Sythesis of Glycopeptide Nanoparticles and Investigation of Their Efficacy in Cancer Therapy

Platinum drugs are highly efficient in the treatment of cancer despite of their adverse side effects. To reduce side-effects, development of nanocarriers with precise biological functions is a critical requirement. Platinum... [ view full abstract ]

Platinum drugs are highly efficient in the treatment of cancer despite of their adverse side effects. To reduce side-effects, development of nanocarriers with precise biological functions is a critical requirement. Platinum drugs are most commonly delivered by conjugating the drug directly to the drug carrier, less via physical encapsulation. The therapeutic potency of platinum-based anticancer drugs can be substantially improved through the use of polymeric nanocarrier systems to target cancer cells efficiently.

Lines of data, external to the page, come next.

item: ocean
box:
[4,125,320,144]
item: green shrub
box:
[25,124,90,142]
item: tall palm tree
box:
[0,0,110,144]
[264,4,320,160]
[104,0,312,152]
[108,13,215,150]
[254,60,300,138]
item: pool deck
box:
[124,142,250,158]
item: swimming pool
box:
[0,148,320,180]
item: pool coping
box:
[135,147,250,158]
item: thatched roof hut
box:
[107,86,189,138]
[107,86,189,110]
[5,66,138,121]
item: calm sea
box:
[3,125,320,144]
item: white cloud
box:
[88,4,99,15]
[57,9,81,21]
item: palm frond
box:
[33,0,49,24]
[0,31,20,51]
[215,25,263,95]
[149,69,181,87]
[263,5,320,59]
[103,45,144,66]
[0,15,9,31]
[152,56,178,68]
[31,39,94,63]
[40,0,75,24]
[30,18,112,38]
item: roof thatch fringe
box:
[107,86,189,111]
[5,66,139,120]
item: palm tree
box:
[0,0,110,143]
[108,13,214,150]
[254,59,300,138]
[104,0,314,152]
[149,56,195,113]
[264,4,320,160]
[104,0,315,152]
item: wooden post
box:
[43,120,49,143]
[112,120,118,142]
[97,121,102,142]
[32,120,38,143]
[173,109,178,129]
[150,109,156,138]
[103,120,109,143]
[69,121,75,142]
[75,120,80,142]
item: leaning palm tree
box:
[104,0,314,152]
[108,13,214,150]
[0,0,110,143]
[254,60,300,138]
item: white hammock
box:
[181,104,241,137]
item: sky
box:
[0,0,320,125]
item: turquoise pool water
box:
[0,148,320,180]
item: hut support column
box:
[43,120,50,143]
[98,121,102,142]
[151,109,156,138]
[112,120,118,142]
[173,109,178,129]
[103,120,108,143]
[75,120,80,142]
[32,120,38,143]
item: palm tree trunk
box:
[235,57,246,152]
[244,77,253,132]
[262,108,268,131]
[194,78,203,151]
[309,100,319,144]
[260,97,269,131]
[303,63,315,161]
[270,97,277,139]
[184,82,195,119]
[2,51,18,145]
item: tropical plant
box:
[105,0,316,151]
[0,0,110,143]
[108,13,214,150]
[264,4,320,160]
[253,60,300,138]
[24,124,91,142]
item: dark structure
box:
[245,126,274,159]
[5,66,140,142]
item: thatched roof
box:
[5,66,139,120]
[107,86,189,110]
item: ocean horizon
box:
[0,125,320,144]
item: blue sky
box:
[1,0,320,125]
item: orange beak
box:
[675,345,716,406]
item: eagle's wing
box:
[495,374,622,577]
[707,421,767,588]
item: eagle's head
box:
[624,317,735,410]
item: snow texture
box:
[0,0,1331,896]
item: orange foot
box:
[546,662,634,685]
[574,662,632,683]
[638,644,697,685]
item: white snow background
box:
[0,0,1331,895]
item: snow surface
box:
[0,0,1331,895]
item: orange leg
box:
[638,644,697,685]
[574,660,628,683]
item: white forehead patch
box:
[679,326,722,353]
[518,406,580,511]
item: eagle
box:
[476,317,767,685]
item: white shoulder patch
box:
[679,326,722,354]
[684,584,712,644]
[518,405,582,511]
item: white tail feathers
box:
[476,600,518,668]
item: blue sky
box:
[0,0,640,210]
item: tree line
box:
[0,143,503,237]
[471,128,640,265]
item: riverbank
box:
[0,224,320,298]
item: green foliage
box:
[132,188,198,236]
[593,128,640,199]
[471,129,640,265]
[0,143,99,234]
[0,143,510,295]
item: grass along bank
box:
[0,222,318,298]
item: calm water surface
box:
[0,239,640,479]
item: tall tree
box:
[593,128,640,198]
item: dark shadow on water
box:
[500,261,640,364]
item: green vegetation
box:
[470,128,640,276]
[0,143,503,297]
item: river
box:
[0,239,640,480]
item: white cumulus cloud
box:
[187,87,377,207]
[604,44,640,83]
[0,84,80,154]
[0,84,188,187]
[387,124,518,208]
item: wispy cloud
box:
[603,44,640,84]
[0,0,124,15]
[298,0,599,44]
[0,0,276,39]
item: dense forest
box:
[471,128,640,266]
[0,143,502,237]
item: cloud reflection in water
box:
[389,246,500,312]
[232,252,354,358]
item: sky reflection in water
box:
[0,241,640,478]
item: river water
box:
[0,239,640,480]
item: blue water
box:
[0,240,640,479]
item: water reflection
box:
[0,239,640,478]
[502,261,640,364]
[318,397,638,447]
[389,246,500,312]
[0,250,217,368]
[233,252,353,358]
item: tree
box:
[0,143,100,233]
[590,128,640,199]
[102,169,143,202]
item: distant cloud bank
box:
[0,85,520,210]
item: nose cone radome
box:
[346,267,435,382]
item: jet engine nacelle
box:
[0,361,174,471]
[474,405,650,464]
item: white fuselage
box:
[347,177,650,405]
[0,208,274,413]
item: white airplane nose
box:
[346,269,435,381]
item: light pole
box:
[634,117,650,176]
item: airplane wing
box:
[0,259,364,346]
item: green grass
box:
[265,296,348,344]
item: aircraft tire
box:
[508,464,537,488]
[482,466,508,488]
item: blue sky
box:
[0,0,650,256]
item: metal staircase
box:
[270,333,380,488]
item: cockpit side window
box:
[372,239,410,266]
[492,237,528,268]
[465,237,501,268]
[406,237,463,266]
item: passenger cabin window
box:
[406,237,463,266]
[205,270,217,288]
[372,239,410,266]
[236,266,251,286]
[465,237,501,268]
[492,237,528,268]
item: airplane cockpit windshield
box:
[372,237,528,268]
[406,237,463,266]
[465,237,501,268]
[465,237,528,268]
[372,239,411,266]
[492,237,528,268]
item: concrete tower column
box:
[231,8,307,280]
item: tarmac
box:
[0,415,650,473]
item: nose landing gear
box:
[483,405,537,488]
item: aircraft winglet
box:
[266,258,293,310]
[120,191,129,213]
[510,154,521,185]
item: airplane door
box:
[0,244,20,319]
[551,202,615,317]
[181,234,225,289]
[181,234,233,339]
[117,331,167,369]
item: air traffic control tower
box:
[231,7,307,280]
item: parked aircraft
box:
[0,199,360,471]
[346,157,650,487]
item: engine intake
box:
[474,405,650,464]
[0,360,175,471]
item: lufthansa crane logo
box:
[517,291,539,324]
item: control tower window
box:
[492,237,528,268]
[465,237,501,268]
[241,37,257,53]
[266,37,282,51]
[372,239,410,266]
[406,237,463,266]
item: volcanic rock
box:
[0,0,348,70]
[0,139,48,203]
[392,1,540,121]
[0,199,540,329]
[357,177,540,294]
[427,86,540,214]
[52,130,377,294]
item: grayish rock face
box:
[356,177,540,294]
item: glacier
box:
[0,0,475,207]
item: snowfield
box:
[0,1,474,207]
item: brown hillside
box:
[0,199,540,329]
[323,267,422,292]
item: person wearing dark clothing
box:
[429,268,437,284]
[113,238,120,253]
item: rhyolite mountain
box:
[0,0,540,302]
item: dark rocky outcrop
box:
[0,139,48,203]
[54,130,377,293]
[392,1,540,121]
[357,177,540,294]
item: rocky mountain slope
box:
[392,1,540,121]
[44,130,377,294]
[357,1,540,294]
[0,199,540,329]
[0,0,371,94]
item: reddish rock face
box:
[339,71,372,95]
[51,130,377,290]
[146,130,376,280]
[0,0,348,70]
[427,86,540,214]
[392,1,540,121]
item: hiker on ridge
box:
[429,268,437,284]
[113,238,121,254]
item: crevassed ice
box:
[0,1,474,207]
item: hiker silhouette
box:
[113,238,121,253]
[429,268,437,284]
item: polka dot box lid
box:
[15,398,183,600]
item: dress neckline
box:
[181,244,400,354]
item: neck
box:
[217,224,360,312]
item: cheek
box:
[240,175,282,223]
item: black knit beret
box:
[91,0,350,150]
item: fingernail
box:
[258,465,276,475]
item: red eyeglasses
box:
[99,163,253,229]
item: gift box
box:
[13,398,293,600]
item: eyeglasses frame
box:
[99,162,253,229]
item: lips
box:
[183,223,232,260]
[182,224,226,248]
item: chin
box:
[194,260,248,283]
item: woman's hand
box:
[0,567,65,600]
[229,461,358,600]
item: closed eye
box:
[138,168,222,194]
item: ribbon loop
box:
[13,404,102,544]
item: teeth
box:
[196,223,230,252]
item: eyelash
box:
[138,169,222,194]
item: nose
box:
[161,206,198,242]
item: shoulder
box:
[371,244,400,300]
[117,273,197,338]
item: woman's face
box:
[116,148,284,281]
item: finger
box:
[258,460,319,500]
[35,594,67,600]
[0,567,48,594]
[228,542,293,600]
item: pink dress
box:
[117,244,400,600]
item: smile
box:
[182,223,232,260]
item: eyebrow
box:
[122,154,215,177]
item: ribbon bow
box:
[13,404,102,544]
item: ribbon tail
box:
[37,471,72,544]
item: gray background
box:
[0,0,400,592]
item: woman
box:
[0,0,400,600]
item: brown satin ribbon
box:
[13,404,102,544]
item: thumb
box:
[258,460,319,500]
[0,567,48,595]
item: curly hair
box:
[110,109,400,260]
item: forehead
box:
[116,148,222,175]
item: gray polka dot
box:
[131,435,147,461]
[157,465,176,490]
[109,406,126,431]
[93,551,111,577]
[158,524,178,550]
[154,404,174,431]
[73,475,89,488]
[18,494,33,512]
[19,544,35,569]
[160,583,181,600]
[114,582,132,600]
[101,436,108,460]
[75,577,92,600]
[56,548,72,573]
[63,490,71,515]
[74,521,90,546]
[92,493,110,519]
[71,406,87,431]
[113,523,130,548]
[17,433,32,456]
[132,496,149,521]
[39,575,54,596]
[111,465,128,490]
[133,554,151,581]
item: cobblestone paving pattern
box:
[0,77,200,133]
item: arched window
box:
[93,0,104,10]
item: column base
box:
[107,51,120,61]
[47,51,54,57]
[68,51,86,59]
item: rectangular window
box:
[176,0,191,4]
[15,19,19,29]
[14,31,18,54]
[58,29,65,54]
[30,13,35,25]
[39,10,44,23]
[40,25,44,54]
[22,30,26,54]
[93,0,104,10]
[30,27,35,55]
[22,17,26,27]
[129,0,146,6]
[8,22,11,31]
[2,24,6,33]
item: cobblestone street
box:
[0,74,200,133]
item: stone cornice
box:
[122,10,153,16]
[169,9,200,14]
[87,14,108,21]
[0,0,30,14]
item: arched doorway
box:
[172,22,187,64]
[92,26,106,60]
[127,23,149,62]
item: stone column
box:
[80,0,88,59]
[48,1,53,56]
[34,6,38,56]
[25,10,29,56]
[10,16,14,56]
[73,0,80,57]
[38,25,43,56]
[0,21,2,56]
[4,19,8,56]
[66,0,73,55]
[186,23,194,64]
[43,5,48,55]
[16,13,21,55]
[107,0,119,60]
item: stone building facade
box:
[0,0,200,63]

In this work, we synthesised a series of glycopeptide triblock copolymers with three different sugars able to self-assemble into nanoparticles when conjugated with cis-platin (cis-Pt). The monomer trimethylsilyl-protected propargyl methacrylate (TMSpMA) was polymerized in the presence of a furan protected maleimide functionalized reversible addition-fragmentation chain transfer (RAFT) agent. P(TMSpMA) Macro-RAFT agent was then chain extented with the monomer of 1,1-Di-tert-butyl 3-(2-(Methacryloyloxy)ethyl)-butane-1,1,3-tricarboxylate (MAETC). On the other hand, poly(β-benzyl L-glutamate) (PBLG) was prepared through the ring-opening polymerization of BLG-NCA and PBLG was coupled with P(TMSpMA-b-MAETC) via click reaction to give corresponding triblok glycopeptide polymer. After deprotection of trimethylsilyl units, a range of glucosylated triblock copolymer were synthesized by reacting a mixture of 2-azideoethyl β-D-glucopyranoside (GlcEtN₃), 2-azideoethyl β-D-mannopyranoside (ManEtN₃) and 2-azidoethyl β-L-fucopyranoside (FucEtN₃) with P(PMA-b-MAETC-b-PLBG) using copper-catalyzed azide−alkyne cycloaddition (CuAAC). The resulting polymer was used as a macromolecular ligand for the conjugation with platinum drug. Thermogravimetric analysis revealed full conjugation. The resulting drug loaded nanoparticles had hydrodynamic diameters of around 100 nm.

They were all readily taken up intracellularly by the breast cancer cell lines MCF-7 and MDA-MB-231, prostat cancer cell line PC3 and the renal cancer cell line 769-P. All cell lines expressed a high preference for the fucosylated nanoparticles. The nanocarriers were themselves nontoxic, but exhibited high cytotoxicity and increased efficacy when conjugated with the cis-Pt drug. This finding suggests that these glycopeptide based nanoparticles can be used for targeted drug delivery toward cancer cells.